People, Place and Sport is a celebration of local communities and sport in the West Midlands. Jaskirt Boora shines a light on sporting hubs tucked away in our landscape, away from the large stadia, where grassroot sports takes place weekly. This work asks what sport, and the Commonwealth means to the people in the Midlands. All exhibitions are free to view and attend. 

See below Jaskirt’s conversation with members of the Birmingham 2022 Festival team:  

Q: Please introduce yourself, your project, and role.  

A: My name is Jaskirt Boora, and I am a Visual Artist with my main practice in photography.  

I work a lot with local communities to try and amplify their voices, specifically marginalised voices within different communities. The idea of People, Place, and Sport came to me as soon as I found out the games were coming to Birmingham. I knew I had to get involved and the idea grew from there.  

Q: What have you enjoyed about the project so far?  

A: Taking the photographs was my favourite part as it allowed me to work with local people, but then because I shot so much work last year choosing which images to use for the festival became really difficult.  

As I predominately shoot portrait, the aim was to develop my practice and make a body of work that is all encompassing. It was a lovely balance of having lots of great conversations when I was taking everyone’s portrait but then having the contrast of quiet solitude when shooting the landscapes because I was on my own.  

I would like to shine a light on the support I received from Multistory, right from the get-go they have been the one that has bridged the gap for me to get this commission. This is by far the most in-depth project I have done, and it is down to the funding and support from both Multistory and the Festival itself. I am really grateful and thankful for that.
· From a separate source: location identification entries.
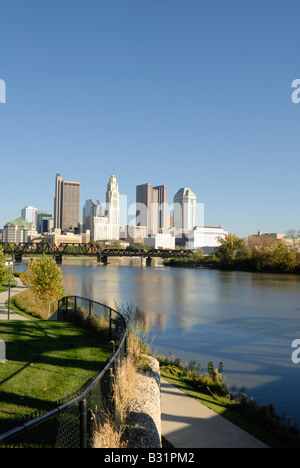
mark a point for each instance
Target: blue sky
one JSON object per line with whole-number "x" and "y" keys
{"x": 188, "y": 93}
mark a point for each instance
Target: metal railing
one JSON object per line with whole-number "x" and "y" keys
{"x": 73, "y": 421}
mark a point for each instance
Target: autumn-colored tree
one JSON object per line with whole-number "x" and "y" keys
{"x": 231, "y": 249}
{"x": 6, "y": 274}
{"x": 44, "y": 278}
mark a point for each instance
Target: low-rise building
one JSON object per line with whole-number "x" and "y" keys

I think it is important that individuals are aware of these art organisations and how they can be help projects and artists.  

Q: How would you describe your project to those new to your work?  

A: I would describe People, Place & Sport as a celebration of local people and places, while also it’s about amplifying their voices and their stories.  

It’s not just about sport in and of itself – a lot of conversations through the interviews that people can hear through the QR code reveal a lot of different things that people access sports for. So, it’s a sense of community, it’s about having a sense of place as well and an outlet for aggression and stress. It’s about being able to socialise with people, the physical health benefits and well as benefits for your mental health. There are all these different things the project covers and my work is trying to represent the people from Birmingham and Sandwell as best as possible. I showcase their voice as well as showcase the region, not just the shiny stuff but the real stuff. 

Q: Do you have any plans for after the Festival?  

A: Right now, I am working on creating a book of People, Place, and Sport to act as legacy piece once the exhibition is dismantled. I aim to have it ready for when the Sandwell Valley Park exhibition goes live. For the last couple of years, I have worked with Women’s Refuge at Birmingham’s Crisis Centre, so once the festival ends my biggest plan is I want to go back and do more workshops with them. I am not sure in what capacity or the content of these workshops, but that’s what I would like to do. 

Q: What other B2022 Festival are you looking forward to seeing?  

A: The one that is on my radar is Hew Locke’s, Foreign Exchange, I love his work! I saw his previous exhibition in Ikon a few years ago and I love the quality of his work, the structures, the meaning, everything!  

Q: What excites you most about the Birmingham 2022 Festival? 

I think what we’ve got this year is a really great opportunity to spotlight the amazing cultural talent in our region and specifically Birmingham – that’s what really excites me.  

When we get the games and we see these amazing projects go live, I think having that buzz in the city again after the last couple of years, I think that’s what excites me more. The festival’s given a really great opportunity for a lot of freelancers and cultural offerings for commissioned work and showcase the best of us, and also to challenge what the Commonwealth stands for – I'm quite looking forward to seeing the range of work that’s created. 

You can find her exhibition People, Place and Sport located at St Paul's Square in the Jewellery Quarter, Digbeth Coach Station and Moseley Road Baths, or in Smethwick at Wednesbury Leisure Centre, West Bromwich Leisure Centre and Hadley Stadium.